MiniMax

MiniMax Video Generation Tools

Generate short-form video from text prompts. MiniMax handles 720p and 1080p output at 24 or 30 frames per second with 12 built-in style presets, scene composition controls, and batch processing for high-volume production.

Text-to-Video Pipeline

MiniMax converts natural language prompts into video clips through a diffusion-based generation pipeline with configurable resolution, duration, frame rate, and style.

The video generation pipeline accepts a text prompt up to 3,000 characters describing scene content, camera movement, lighting, and visual style. MiniMax processes the prompt through a diffusion model trained on paired text-video data, producing frames at the requested resolution sequentially. Each frame passes through a post-processing stage that applies color correction, temporal smoothing, and optional audio synchronization. Output videos range from 2 to 60 seconds in duration. Longer outputs composite multiple generation segments with automatic scene transition detection and blending.

Generation time scales with resolution and duration. A 5-second 720p clip at 24fps typically completes in 45 to 90 seconds on the US West endpoint under normal load. A 10-second 1080p clip at 30fps requires 3 to 5 minutes.

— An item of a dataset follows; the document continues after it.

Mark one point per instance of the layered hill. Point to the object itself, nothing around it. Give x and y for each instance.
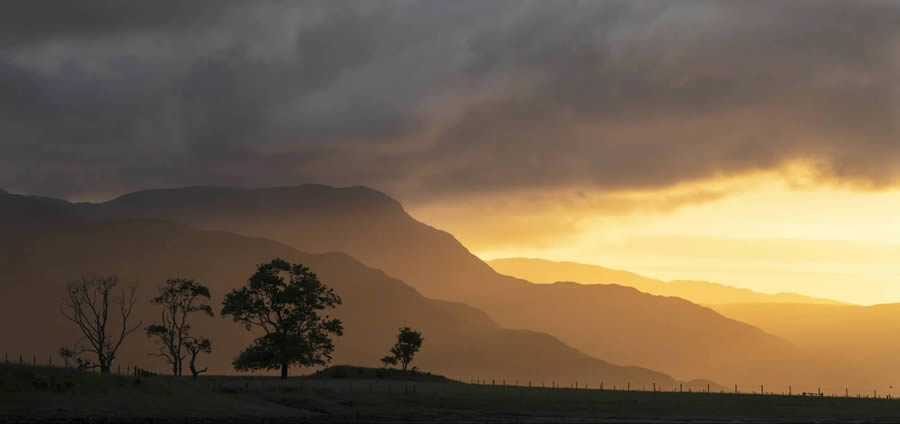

The asynchronous generation endpoint returns a job ID immediately so your application can poll for completion while handling other tasks. Webhook notifications are available for completed, failed, and partially-completed jobs.

Video Pipeline Summary:

MiniMax video generation covers text-to-video at 720p/1080p, 12 style presets, batch processing of up to 50 prompts, prompt-based scene editing, and frame-level control over camera motion and lighting. Output in MP4 or WebM with optional audio tracks.

Resolution and Format Options

Generate at 720p or 1080p in landscape, portrait, or square aspect ratios with MP4 or WebM output.

MiniMax supports two resolutions: 720p (1280x720) and 1080p (1920x1080). Both resolutions are available in 16:9 landscape, 9:16 portrait, and 1:1 square aspect ratios. The 1080p tier uses a higher-fidelity diffusion pass with approximately 40% longer generation time per second of video. Frame rate options are 24fps for cinematic motion and 30fps for standard video playback. Output encoding uses H.264 in MP4 containers and VP9 in WebM containers. Maximum output file size per single clip is 500MB. For clips approaching this limit, MiniMax automatically segments the output into downloadable parts.

Generated videos include optional audio tracks synthesized from text-to-speech or ambient sound generation. Audio is embedded as AAC at 44.1kHz. If your prompt describes specific sounds ("waves crashing," "keyboard typing"), the audio synthesis pipeline attempts to match those descriptions. Audio generation adds approximately 20% to total generation time. Disable audio for silent output or provide your own audio track through the editing endpoint.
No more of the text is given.